Benar saja. Pada akhir Agustus lalu, Kompol Yudha dan jajarannya juga membekuk dua remaja bawah umur setelah memposting sepeda motor Mio Sporty curian mereka di Grup Jual Beli Batam di Facebook.

Maraknya anak-anak yang terlibat dalam kejahatan di Batam, kian mengkhawatirkan.
Lingkungan pergaulan yang buruk dan kurangnya perhatian orang tua diduga menjadi faktor utama.

Pengadilan Negeri Batam mencatat ada sekitar 38 perkara anak yang masuk dari Januari hingga akhir Juli 2022. Jumlah ini diperkirakan terus bertambah hingga akhir tahun. Seperti sepanjang tahun 2021, ada sekitar 80 kasus anak yang disidang di Pengadilan Negeri Batam.

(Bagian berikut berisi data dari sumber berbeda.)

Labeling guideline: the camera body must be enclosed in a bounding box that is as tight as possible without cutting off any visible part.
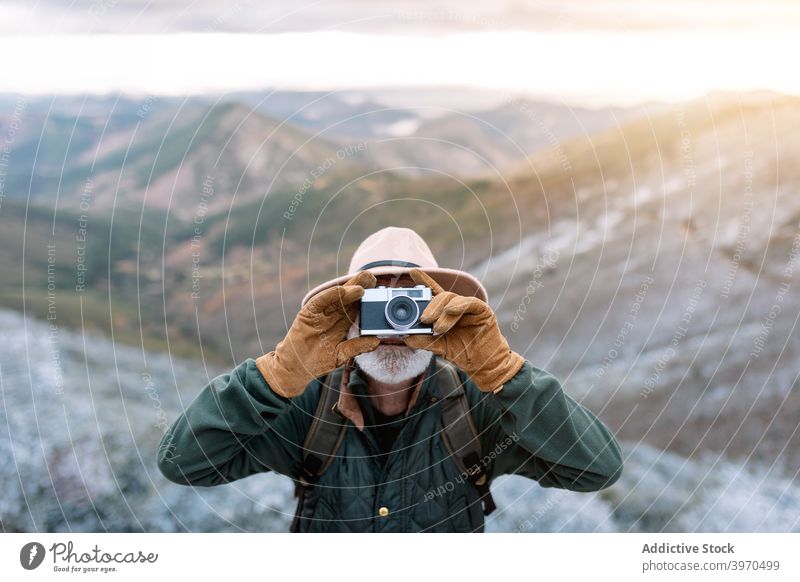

Juru Bicara PN Batam Edi Sameaputty mengatakan, perkara anak berhadapan hukum (ABH) di PN Batam cukup tinggi. Untuk jenis perkara yang dilakukan pun beragam. Mulai pencurian, pencabulan, narkoba, kekerasan dan lainnya.

“Data sementara di tahun 2022, ada 38 perkara anak yang disidang di PN Batam. Jumlah ini diperkirakan akan bertambah sampai akhir tahun. Kasus dominan yakni pencurian, terutama pencurian sepeda motor,” ujar Edi.

Lalu hukuman untuk anak sebagai terdakwa seperti apa? Menurut Edi, setiap majelis hakim punya pertimbangan hukuman sendiri. Beda majelis hakim, beda hukuman, karena setiap perkara ada pertimbangan sendiri.

“Seperti saya, tahun ini, ada 4 perkara anak yang saya pegang. Hukuman maksimal yang saya jatuhi 7 bulan. Untuk kasus pencurian yang dilakukan berulangkali,” terang Edi.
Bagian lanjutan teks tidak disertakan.